Kini Sugarda kembali memandang lembaran lain yang tergeletak di atas meja. Lembaran kertas yang ditulis rapi itu kemudian dibacanya. Ia hampir tak menyakini bahwa tulisan berbentuk sajak itu ditulis oleh anaknya yang baru berumur lima tahun. ”Lihat tulisan ini? Benarkah tulisan ini Intan yang membuatnya. Atau...tulisan ini ada karena bantuan mahkluk halus atau kekuatan lain.” Karlina mengambil kertas yang disodorkan suaminya. Kemudian dengan seksama ia mulai membacanya.
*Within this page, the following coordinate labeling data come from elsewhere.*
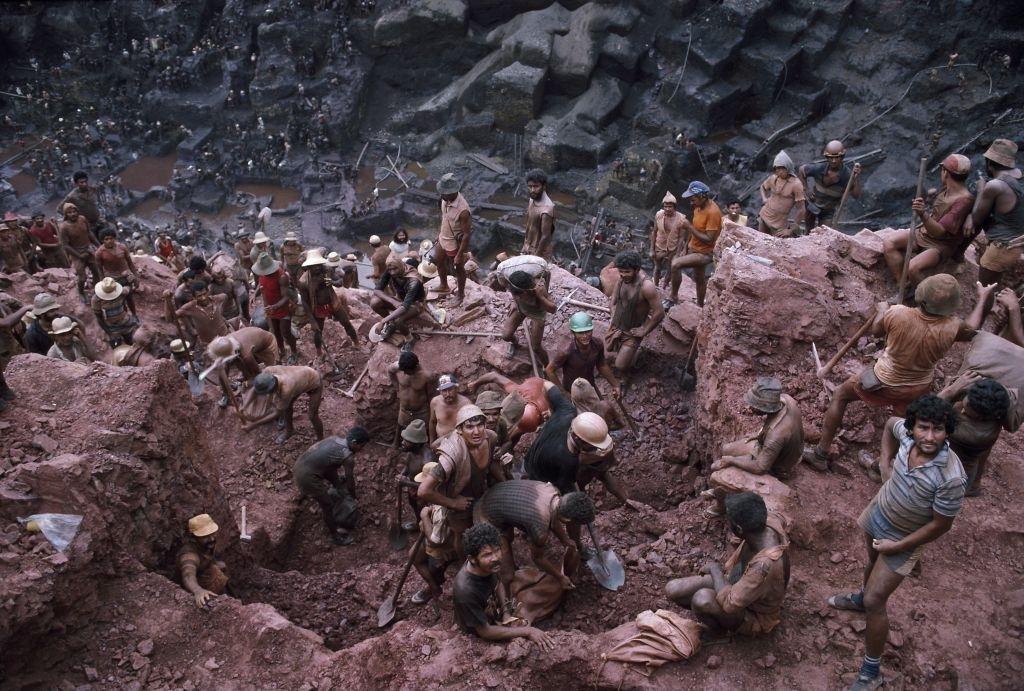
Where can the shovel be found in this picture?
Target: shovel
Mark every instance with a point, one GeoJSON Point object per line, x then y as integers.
{"type": "Point", "coordinates": [385, 614]}
{"type": "Point", "coordinates": [605, 566]}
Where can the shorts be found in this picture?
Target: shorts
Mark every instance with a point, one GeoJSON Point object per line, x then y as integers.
{"type": "Point", "coordinates": [876, 525]}
{"type": "Point", "coordinates": [999, 258]}
{"type": "Point", "coordinates": [896, 396]}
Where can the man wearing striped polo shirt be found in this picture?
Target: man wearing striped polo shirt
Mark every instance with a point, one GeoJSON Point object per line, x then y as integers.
{"type": "Point", "coordinates": [923, 492]}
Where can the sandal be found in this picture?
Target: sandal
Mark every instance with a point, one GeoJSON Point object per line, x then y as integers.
{"type": "Point", "coordinates": [847, 602]}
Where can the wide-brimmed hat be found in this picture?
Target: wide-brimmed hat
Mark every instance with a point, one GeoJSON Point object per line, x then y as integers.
{"type": "Point", "coordinates": [765, 395]}
{"type": "Point", "coordinates": [425, 473]}
{"type": "Point", "coordinates": [1003, 152]}
{"type": "Point", "coordinates": [939, 294]}
{"type": "Point", "coordinates": [202, 525]}
{"type": "Point", "coordinates": [265, 265]}
{"type": "Point", "coordinates": [449, 184]}
{"type": "Point", "coordinates": [415, 432]}
{"type": "Point", "coordinates": [109, 289]}
{"type": "Point", "coordinates": [313, 258]}
{"type": "Point", "coordinates": [42, 303]}
{"type": "Point", "coordinates": [61, 325]}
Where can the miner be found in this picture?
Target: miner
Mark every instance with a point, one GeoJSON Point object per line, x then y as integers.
{"type": "Point", "coordinates": [583, 357]}
{"type": "Point", "coordinates": [453, 239]}
{"type": "Point", "coordinates": [775, 448]}
{"type": "Point", "coordinates": [916, 338]}
{"type": "Point", "coordinates": [940, 235]}
{"type": "Point", "coordinates": [475, 585]}
{"type": "Point", "coordinates": [830, 179]}
{"type": "Point", "coordinates": [285, 384]}
{"type": "Point", "coordinates": [780, 192]}
{"type": "Point", "coordinates": [745, 595]}
{"type": "Point", "coordinates": [316, 475]}
{"type": "Point", "coordinates": [636, 310]}
{"type": "Point", "coordinates": [540, 236]}
{"type": "Point", "coordinates": [444, 407]}
{"type": "Point", "coordinates": [275, 288]}
{"type": "Point", "coordinates": [999, 210]}
{"type": "Point", "coordinates": [923, 491]}
{"type": "Point", "coordinates": [666, 232]}
{"type": "Point", "coordinates": [202, 573]}
{"type": "Point", "coordinates": [701, 234]}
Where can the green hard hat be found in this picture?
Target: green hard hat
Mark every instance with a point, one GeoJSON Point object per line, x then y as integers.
{"type": "Point", "coordinates": [581, 321]}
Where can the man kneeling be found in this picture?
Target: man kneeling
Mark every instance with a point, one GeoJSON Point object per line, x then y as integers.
{"type": "Point", "coordinates": [751, 600]}
{"type": "Point", "coordinates": [475, 586]}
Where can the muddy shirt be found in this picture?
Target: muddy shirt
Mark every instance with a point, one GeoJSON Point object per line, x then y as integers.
{"type": "Point", "coordinates": [470, 596]}
{"type": "Point", "coordinates": [526, 505]}
{"type": "Point", "coordinates": [914, 344]}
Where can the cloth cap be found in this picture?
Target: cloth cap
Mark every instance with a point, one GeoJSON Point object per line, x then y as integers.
{"type": "Point", "coordinates": [956, 164]}
{"type": "Point", "coordinates": [1004, 153]}
{"type": "Point", "coordinates": [467, 413]}
{"type": "Point", "coordinates": [109, 289]}
{"type": "Point", "coordinates": [202, 525]}
{"type": "Point", "coordinates": [939, 295]}
{"type": "Point", "coordinates": [449, 184]}
{"type": "Point", "coordinates": [42, 303]}
{"type": "Point", "coordinates": [61, 325]}
{"type": "Point", "coordinates": [415, 432]}
{"type": "Point", "coordinates": [265, 265]}
{"type": "Point", "coordinates": [488, 400]}
{"type": "Point", "coordinates": [696, 187]}
{"type": "Point", "coordinates": [765, 395]}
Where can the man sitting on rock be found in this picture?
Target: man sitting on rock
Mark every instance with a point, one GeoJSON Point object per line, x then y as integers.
{"type": "Point", "coordinates": [916, 338]}
{"type": "Point", "coordinates": [474, 591]}
{"type": "Point", "coordinates": [315, 474]}
{"type": "Point", "coordinates": [202, 573]}
{"type": "Point", "coordinates": [747, 594]}
{"type": "Point", "coordinates": [776, 448]}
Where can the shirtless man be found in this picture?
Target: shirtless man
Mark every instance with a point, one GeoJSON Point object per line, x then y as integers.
{"type": "Point", "coordinates": [636, 310]}
{"type": "Point", "coordinates": [79, 243]}
{"type": "Point", "coordinates": [540, 239]}
{"type": "Point", "coordinates": [444, 407]}
{"type": "Point", "coordinates": [248, 348]}
{"type": "Point", "coordinates": [286, 384]}
{"type": "Point", "coordinates": [453, 239]}
{"type": "Point", "coordinates": [999, 210]}
{"type": "Point", "coordinates": [666, 232]}
{"type": "Point", "coordinates": [940, 235]}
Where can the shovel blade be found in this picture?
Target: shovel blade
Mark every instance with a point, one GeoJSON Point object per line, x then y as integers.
{"type": "Point", "coordinates": [608, 571]}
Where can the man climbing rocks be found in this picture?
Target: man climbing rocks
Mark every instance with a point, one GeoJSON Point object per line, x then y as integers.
{"type": "Point", "coordinates": [666, 233]}
{"type": "Point", "coordinates": [475, 586]}
{"type": "Point", "coordinates": [830, 179]}
{"type": "Point", "coordinates": [940, 235]}
{"type": "Point", "coordinates": [636, 310]}
{"type": "Point", "coordinates": [315, 475]}
{"type": "Point", "coordinates": [999, 211]}
{"type": "Point", "coordinates": [775, 448]}
{"type": "Point", "coordinates": [780, 192]}
{"type": "Point", "coordinates": [202, 573]}
{"type": "Point", "coordinates": [700, 236]}
{"type": "Point", "coordinates": [923, 491]}
{"type": "Point", "coordinates": [453, 239]}
{"type": "Point", "coordinates": [286, 384]}
{"type": "Point", "coordinates": [745, 595]}
{"type": "Point", "coordinates": [916, 338]}
{"type": "Point", "coordinates": [540, 236]}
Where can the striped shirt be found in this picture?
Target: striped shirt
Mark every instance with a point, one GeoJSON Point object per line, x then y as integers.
{"type": "Point", "coordinates": [908, 498]}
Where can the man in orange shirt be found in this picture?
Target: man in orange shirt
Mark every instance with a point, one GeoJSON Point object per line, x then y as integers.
{"type": "Point", "coordinates": [698, 240]}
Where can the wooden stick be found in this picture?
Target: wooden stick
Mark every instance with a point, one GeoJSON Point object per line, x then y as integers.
{"type": "Point", "coordinates": [911, 241]}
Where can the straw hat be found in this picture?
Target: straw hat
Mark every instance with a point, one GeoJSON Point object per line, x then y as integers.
{"type": "Point", "coordinates": [109, 289]}
{"type": "Point", "coordinates": [202, 525]}
{"type": "Point", "coordinates": [313, 258]}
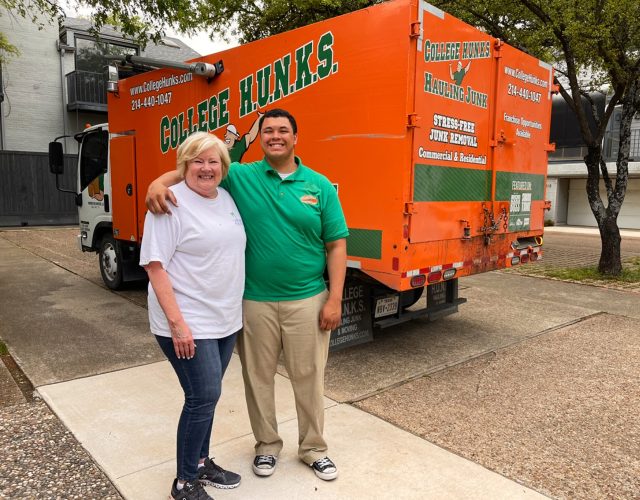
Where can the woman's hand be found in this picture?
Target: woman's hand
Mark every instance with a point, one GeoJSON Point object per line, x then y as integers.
{"type": "Point", "coordinates": [183, 342]}
{"type": "Point", "coordinates": [159, 193]}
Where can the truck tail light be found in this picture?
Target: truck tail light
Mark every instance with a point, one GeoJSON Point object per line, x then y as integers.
{"type": "Point", "coordinates": [417, 281]}
{"type": "Point", "coordinates": [433, 277]}
{"type": "Point", "coordinates": [448, 274]}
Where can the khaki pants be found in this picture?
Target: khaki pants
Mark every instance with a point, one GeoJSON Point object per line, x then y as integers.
{"type": "Point", "coordinates": [291, 327]}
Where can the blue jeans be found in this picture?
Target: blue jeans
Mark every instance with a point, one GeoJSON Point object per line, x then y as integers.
{"type": "Point", "coordinates": [201, 381]}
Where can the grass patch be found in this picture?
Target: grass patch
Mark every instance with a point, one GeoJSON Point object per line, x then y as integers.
{"type": "Point", "coordinates": [630, 273]}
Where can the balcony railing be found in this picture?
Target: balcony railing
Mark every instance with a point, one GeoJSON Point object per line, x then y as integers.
{"type": "Point", "coordinates": [610, 149]}
{"type": "Point", "coordinates": [86, 91]}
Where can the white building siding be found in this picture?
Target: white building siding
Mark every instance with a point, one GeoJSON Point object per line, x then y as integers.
{"type": "Point", "coordinates": [32, 111]}
{"type": "Point", "coordinates": [579, 212]}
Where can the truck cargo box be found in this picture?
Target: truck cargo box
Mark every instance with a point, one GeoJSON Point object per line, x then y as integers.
{"type": "Point", "coordinates": [434, 134]}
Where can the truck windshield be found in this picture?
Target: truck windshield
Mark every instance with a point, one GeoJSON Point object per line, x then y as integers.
{"type": "Point", "coordinates": [93, 157]}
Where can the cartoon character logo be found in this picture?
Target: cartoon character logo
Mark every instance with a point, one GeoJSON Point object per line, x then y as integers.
{"type": "Point", "coordinates": [458, 75]}
{"type": "Point", "coordinates": [238, 145]}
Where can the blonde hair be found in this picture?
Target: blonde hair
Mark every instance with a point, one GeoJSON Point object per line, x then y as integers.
{"type": "Point", "coordinates": [194, 145]}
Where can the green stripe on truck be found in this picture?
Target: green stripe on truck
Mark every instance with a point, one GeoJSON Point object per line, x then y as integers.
{"type": "Point", "coordinates": [364, 243]}
{"type": "Point", "coordinates": [434, 183]}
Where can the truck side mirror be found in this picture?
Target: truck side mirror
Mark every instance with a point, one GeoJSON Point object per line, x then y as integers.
{"type": "Point", "coordinates": [56, 158]}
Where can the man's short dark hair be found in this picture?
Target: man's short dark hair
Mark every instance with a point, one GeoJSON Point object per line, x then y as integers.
{"type": "Point", "coordinates": [279, 113]}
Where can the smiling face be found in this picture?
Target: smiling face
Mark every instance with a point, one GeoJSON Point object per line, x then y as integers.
{"type": "Point", "coordinates": [278, 140]}
{"type": "Point", "coordinates": [204, 173]}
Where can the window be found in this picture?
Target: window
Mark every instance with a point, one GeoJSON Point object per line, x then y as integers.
{"type": "Point", "coordinates": [90, 55]}
{"type": "Point", "coordinates": [94, 157]}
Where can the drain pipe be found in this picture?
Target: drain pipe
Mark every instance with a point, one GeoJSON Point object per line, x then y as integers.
{"type": "Point", "coordinates": [62, 49]}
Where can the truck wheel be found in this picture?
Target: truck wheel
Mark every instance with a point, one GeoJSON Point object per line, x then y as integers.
{"type": "Point", "coordinates": [110, 262]}
{"type": "Point", "coordinates": [410, 297]}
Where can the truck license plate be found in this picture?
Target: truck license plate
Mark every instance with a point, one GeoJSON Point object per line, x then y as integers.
{"type": "Point", "coordinates": [386, 306]}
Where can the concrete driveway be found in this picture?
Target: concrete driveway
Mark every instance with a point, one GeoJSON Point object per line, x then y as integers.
{"type": "Point", "coordinates": [517, 382]}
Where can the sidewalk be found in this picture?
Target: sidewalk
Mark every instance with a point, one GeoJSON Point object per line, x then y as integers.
{"type": "Point", "coordinates": [625, 233]}
{"type": "Point", "coordinates": [126, 420]}
{"type": "Point", "coordinates": [124, 416]}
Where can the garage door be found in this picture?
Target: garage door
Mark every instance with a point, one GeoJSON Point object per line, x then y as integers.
{"type": "Point", "coordinates": [579, 212]}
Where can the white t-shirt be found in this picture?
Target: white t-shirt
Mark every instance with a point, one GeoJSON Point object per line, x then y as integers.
{"type": "Point", "coordinates": [201, 246]}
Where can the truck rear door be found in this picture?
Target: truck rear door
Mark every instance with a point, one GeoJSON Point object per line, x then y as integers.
{"type": "Point", "coordinates": [523, 114]}
{"type": "Point", "coordinates": [452, 171]}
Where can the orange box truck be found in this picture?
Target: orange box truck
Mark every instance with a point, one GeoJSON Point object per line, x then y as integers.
{"type": "Point", "coordinates": [434, 134]}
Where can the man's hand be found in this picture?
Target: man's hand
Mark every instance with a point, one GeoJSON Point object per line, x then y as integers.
{"type": "Point", "coordinates": [157, 196]}
{"type": "Point", "coordinates": [331, 314]}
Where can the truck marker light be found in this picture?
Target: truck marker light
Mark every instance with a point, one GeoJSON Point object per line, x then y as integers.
{"type": "Point", "coordinates": [418, 281]}
{"type": "Point", "coordinates": [448, 274]}
{"type": "Point", "coordinates": [433, 277]}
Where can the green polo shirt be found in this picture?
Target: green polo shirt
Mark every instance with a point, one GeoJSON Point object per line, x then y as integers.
{"type": "Point", "coordinates": [287, 223]}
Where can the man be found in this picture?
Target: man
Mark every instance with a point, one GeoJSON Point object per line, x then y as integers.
{"type": "Point", "coordinates": [295, 227]}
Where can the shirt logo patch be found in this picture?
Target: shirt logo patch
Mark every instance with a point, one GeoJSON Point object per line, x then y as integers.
{"type": "Point", "coordinates": [309, 199]}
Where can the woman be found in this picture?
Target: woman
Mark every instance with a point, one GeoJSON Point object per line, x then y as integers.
{"type": "Point", "coordinates": [195, 263]}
Kehidupan bukanlah sebuah kesibukan rutin yang mana bila malam orang tertidur dan singnya melakukan berbagai kegiatan atau tidak melakukan apa pun. Menurutku orang yang bangkrut dalam kehidupannya bukanlah pedagang yang selalu merugi dalam setiap usahanya. Orang yang bangkrut dalam kehidupannya adalah orang yang tidak pandai memanfaatkan waktu atau seseorang yang menghabiskan waktunya untuk sebuah kegiatan yang dianggapnya indah dan menyenangkan, tapi sebenarnya berisi seribu celoteh maksiat. Aku terkadang tidak mengerti mengapa orang-orang tertawa terbahak-bahak. Padahal kehidupan dunia sesungguhnya tempat ujian dan penderitaan. Tidak jarang aku berpikir siapakah sesungguhnya orang bodoh itu? Apakah mereka yang tidak sekolah? Dan siapa pula orang pintar. Menurutku orang pintar bukan karena dirinya terpelajar. Aku ingin berbagi waktu, aku ingin pula berbagi pengalaman dengan banyak orang. Aku ingin menceritakan tentang semua yang kuketahui dan apa yang aku lihat. Sayangnya aku tidak pernah diberi kesempatan. Orang dewasa beranggapan diriku hanyalah anak kecil, seorang bocah yang hidup di alam ilusi dan khayal. Kemudian aku berpikir kepada siapa aku akan berbagi pengalaman selain kepada selembar kertas dan berisi coret-moret. Jika orang dewasa tidak mengerti jalan pikiranku, justru aku juga tidak mengerti jalan pikiran mereka. Tapi aku masih beruntung. Bagiku masih ada sahabat yang bisa kupercaya. Ia seolah dapat merasakan apa yang aku lihat...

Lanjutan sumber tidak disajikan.